Yu Darvish breaks down his third rehab start
Yu Darvish has entered into the fine-tuning stages of his medical rehabilitation assignment, which continued Thursday night with Triple A Round Rock with a heavy load of off-speed pitches.
All that’s left for the right-hander to accomplish before he makes his debut for the Texas Rangers later this month, perhaps May 27 vs. Pittsburgh, is to build arm strength and to refine his breaking pitches and changeup.
That was his assessment after tossing four innings and 54 pitches at Dell Diamond against the Los Angeles Dodgers’ Triple A team, Oklahoma City. Darvish allowed two runs (one earned) and one hit, walking two, striking out four and allowing a homer to start the fourth.

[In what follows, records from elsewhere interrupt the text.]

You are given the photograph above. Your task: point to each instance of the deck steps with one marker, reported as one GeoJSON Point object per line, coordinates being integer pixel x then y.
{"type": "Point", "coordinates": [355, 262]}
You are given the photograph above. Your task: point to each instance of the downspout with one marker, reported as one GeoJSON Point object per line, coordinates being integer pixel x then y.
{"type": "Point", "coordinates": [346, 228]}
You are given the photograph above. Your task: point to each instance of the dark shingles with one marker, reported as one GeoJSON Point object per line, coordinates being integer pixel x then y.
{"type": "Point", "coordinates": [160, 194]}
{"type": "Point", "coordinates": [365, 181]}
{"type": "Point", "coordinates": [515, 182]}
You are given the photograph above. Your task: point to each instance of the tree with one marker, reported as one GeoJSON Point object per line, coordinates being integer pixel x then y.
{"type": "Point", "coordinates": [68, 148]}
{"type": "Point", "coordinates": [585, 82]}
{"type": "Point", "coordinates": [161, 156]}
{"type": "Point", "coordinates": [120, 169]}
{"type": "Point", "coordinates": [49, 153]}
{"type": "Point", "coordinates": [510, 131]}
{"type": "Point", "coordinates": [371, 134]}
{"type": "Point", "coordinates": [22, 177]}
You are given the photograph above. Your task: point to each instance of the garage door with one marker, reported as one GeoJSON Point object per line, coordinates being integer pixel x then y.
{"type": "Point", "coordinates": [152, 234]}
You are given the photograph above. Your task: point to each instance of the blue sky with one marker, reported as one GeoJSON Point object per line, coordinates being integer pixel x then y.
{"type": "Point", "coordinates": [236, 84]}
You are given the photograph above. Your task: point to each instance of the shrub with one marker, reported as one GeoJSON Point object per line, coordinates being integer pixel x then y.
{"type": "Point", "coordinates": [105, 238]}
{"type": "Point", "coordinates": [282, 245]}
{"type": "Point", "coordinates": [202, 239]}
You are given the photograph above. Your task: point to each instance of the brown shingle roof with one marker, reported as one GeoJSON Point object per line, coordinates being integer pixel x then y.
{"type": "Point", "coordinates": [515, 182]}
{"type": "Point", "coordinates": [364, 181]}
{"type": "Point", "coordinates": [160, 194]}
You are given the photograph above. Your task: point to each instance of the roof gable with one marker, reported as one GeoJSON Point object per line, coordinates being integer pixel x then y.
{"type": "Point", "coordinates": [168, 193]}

He likely has two more rehab starts remaining. Darvish seems to think that’s all he will need before coming off the disabled list following Tommy John surgery in March 2015.
I threw maybe too many fastballs last time, so I wanted to try other pitches. I threw good curveballs tonight. The cutters, I had some good ones as well. Overall it was pretty good.
Rangers right-hander Yu Darvish
“I threw maybe too many fastballs last time, so I wanted to try other pitches,” Darvish said. “I threw good curveballs tonight. The cutters, I had some good ones as well. Overall it was pretty good.”
Within his four innings was a significant adjustment after a messy first inning. Darvish walked the first two batters before getting a flyout and a pickoff. An unearned run scored, though, as Jared Hoying dropped a shallow fly ball in center field for an error.
The 18-pitch inning was Darvish’s most labor-intensive of the game.
He would retire the next seven batters, including two perfect innings in the second and third on 20 pitches. He struck out the side in the second, including two who were caught looking at his slow curveball.
The difference between the first and second innings was intensity.
“In the first inning, I was trying to go nice and easy and not put too much effort into my mechanics, but maybe I was going too easy,” Darvish said. “So, I tried to throw as hard as I could to get back in balance, and from the second inning I think everything came together.”
The third inning came and went on only seven pitches, but Corey Brown opened the fourth with a homer that just cleared the wall in right field. Darvish threw 16 pitches in the inning to finish six shy of his 60-pitch limit, and he declined the option to throw a few more in the bullpen.
His work was done, but his work isn’t done. He is likely to make two more starts in the minors, Tuesday with Double A Frisco at Midland and May 22 at Frisco, though his schedule is subject to change.
The Rangers would like for him to work six innings and throw 90 pitches before letting him make his first big-league start since Aug. 9, 2014. The Rangers will expect him to throw five innings or 75 pitches his next time out.
“I feel pretty good about my elbow. The stamina feels like it’s getting there,” Darvish said. “I’d like to work on my off-speed pitches, just refine them, and then go from there. I think the most important thing for me is building up the pitch count. Throwing more innings is going to bring more confidence.”
▪ The Rangers traded Anthony Ranaudo, who was optioned to Triple A on Wednesday, to the Chicago White Sox for fellow right-hander Matt Ball, who will report to Low A Hickory. Ranaudo walked five White Sox hitters in the fourth inning Tuesday.
▪ Round Rock third baseman Joey Gallo, the Rangers’ top prospect who is out with a left groin strain, expects to go to extended spring training in Arizona on Saturday and be activated from the Triple A disabled list next weekend.
▪ Triple A shortstop Jurickson Profar said that he is close to being ready for the major leagues, but conceded that he might have to be traded to another organization for his career to take off. He is blocked on the Rangers’ roster by Elvis Andrus and second baseman Rougned Odor.